The Place of Women in Regattas

The Place of Women in Regattas

BGYB is delighted to bring you a new article entitled: The Place of Women in Regattas.

May 10, 2022

Women skippers known for their achievements

At the start of the 2014 Route du Rhum, 4 women were racing against 91 men: the races are open to all genders, yet so few women participate and very few are promoted in this 'masculine' sport because of the endurance and physical strength it requires.
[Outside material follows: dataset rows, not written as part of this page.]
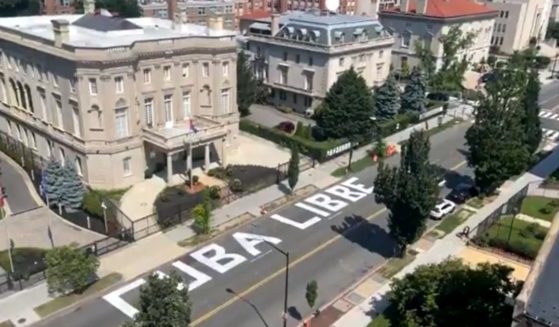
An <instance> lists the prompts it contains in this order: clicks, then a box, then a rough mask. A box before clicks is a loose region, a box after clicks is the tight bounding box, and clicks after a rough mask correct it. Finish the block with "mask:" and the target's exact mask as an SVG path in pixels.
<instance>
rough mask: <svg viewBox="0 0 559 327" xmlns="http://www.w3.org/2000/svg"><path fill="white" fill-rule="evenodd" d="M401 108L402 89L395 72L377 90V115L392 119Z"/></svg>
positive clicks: (379, 117)
mask: <svg viewBox="0 0 559 327" xmlns="http://www.w3.org/2000/svg"><path fill="white" fill-rule="evenodd" d="M399 110H400V91H399V89H398V84H397V83H396V79H395V78H394V75H393V74H390V75H388V78H387V79H386V81H385V82H384V84H382V85H381V86H380V87H379V88H378V89H377V91H376V92H375V115H376V116H377V117H378V118H383V119H392V118H394V116H396V114H398V111H399Z"/></svg>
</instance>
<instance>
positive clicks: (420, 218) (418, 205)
mask: <svg viewBox="0 0 559 327" xmlns="http://www.w3.org/2000/svg"><path fill="white" fill-rule="evenodd" d="M429 151H430V144H429V137H428V135H427V134H426V133H425V132H423V131H417V132H413V133H412V134H411V135H410V139H409V141H408V142H407V143H406V144H404V145H403V147H402V153H401V157H400V167H398V168H396V167H392V168H391V167H388V166H385V165H384V164H383V163H382V162H381V163H380V165H379V168H378V174H377V177H376V178H375V182H374V193H375V200H376V201H377V202H380V203H384V204H385V205H386V207H387V208H388V210H389V212H390V214H389V217H388V228H389V229H390V235H391V236H392V237H393V238H394V240H395V241H396V243H397V245H398V247H399V249H400V251H401V254H404V253H405V249H406V247H407V245H408V244H411V243H412V242H414V241H415V240H416V239H417V238H418V237H419V236H420V235H421V234H422V233H423V231H424V230H425V223H426V220H427V218H428V217H429V213H430V211H431V210H432V209H433V207H434V206H435V204H436V202H437V199H438V195H439V186H438V185H437V181H436V178H435V172H434V169H433V167H432V165H431V164H430V163H429Z"/></svg>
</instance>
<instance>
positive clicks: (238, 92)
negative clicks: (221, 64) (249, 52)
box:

The Place of Women in Regattas

How can this be explained?

There are several reasons, such as a mental barrier which prevents one from joining a team, being far from home and loved ones, the difficulties of finding a sponsor if one has little experience or the stereotypes on the physical and mental strength of women. However, these races are a real passion for these women.

But times are changing! 

In order to counteract these obstacles, more and more women are daring to take the plunge and are doing so in a strategic manner:

Solo ocean racing: in 2020, 6 women took part in the Vendée Globe
All female crews: while some renowned races such as the America's Cup have created sub-divisions dedicated to women, there are some races are created exclusively for women: the Women in Sailing in England, the Femina Cup in Canada or the Women's Cup and the Dames de Saint-Tropez in France

In this way, women prove that they are fully capable of taking on the most difficult challenges in regattas and of dealing with stressful situations. There is a symbolic dimension to this, as renowned female skippers such as Florence Arthaud (winner of the Route du Rhum in 1990), Ellen Mac Arthur (2nd in the 2000-2001 Vendée Globe), and Isabelle Autissier (founder of the IMOCA class) serve as role models for young female sailors, who now have women to identify with and thus find the courage and motivation to seize every opportunity that arises.